Aeropostale is just one of the many retailers that have filed for bankruptcy over the past couple of years.
Aeropostale is just one of the many retailers that have filed for bankruptcy over the past couple of years. - 

Rue21 filed for bankruptcy protection this week. The company, which operates more than 1,100 stores, had already planned to shut down 400 stores and could potentially increase that number in the near future.

"The restructuring is an important step forward in Rue21's ongoing business transformation into a more focused and highly performing retailer," the company said in a statement.

But if the past two years are anything to go by, Rue21 might not be able to save itself. The teen clothing market has just been annihilated over the past couple of years, with retailer after retailer declaring bankruptcy and shutting their doors.

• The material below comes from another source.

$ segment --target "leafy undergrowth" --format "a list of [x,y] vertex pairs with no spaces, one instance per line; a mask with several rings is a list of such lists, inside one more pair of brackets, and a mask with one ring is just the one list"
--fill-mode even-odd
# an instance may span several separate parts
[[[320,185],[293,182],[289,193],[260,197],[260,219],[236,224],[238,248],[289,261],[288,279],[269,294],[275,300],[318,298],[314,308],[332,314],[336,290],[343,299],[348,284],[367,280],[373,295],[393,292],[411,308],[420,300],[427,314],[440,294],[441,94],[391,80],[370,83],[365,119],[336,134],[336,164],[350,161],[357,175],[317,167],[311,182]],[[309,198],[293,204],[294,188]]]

Here is the look at the other fallen brands:


In May 2015, Delia’s officially said goodbye when, after a massive clearance sale, it shut down its website. The company filed for bankruptcy in December 2014 to the dismay of many young women who spent countless hours during their teenage years flipping through its catalogues. (No? OK, just me then.) The fall of Delia’s was just the beginning.

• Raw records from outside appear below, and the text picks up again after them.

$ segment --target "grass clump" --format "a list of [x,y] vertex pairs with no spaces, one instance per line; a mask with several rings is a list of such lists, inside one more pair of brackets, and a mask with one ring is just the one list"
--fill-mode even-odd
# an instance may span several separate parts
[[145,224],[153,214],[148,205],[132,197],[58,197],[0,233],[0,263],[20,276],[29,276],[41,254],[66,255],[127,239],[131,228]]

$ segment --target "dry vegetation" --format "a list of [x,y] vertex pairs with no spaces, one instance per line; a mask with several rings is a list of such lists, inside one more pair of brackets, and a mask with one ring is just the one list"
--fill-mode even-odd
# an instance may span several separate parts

In September 2015, Quicksilver filed for bankruptcy and announced that it was closing 27 of its 122 U.S.-based stores. Turns out, the brand that catered mostly to surfers and sk8ers was only struggling in the U.S. According to its bankruptcy filing, its businesses in Europe and Asia-Pacific were doing just fine.


When Aeropostale filed for bankruptcy in May 2016, it operated about 800 stores. Months later, the company reached a bankruptcy deal that would allow it to keep 229 stores open. The surviving stores are now owned by two mall operators: Simon Property Group and General Growth Properties. 

The Limited and Limited Too

A week into the new year, The Limited called it quits. On Jan. 8, the company’s 250 stores closed their doors for the last time. About 4,000 workers were laid off.

"But this isn't goodbye,” the company announced in a statement. “The styles you love are still available online — we're just a quick click away 24 hours a day." Except for the fact that the site has been down ever since.

Sun Capital, the private equity company that owns The Limited, sold the teenage arm of the brand, Limited Too, to Bluestar Alliance back in 2015. The company promised to “bring it all back”.

It’s 2017 now and we are still waiting.

Wet Seal

Wet Seal had been on deathwatch ever since Delia’s went belly up. Just a month after Delia’s declared bankruptcy, so did Wet Seal. Then in January, two years after it filed for bankruptcy, the company finally cut to the chase and announced that it was shutting down all of its 171 stores and going out of business.

American Apparel

This year also saw the closing of all the remaining 110 American Apparel stores. In November of last year, the retailer filed for a bankruptcy. It was later bought by Gildan Activewear, which had no interest in its stores or factories. And so after 20 years of being an example of a “made in America” company, American Apparel is done, and whatever remains is Canadian.

Guess all we have left is Abercrombie & Fitch … for now.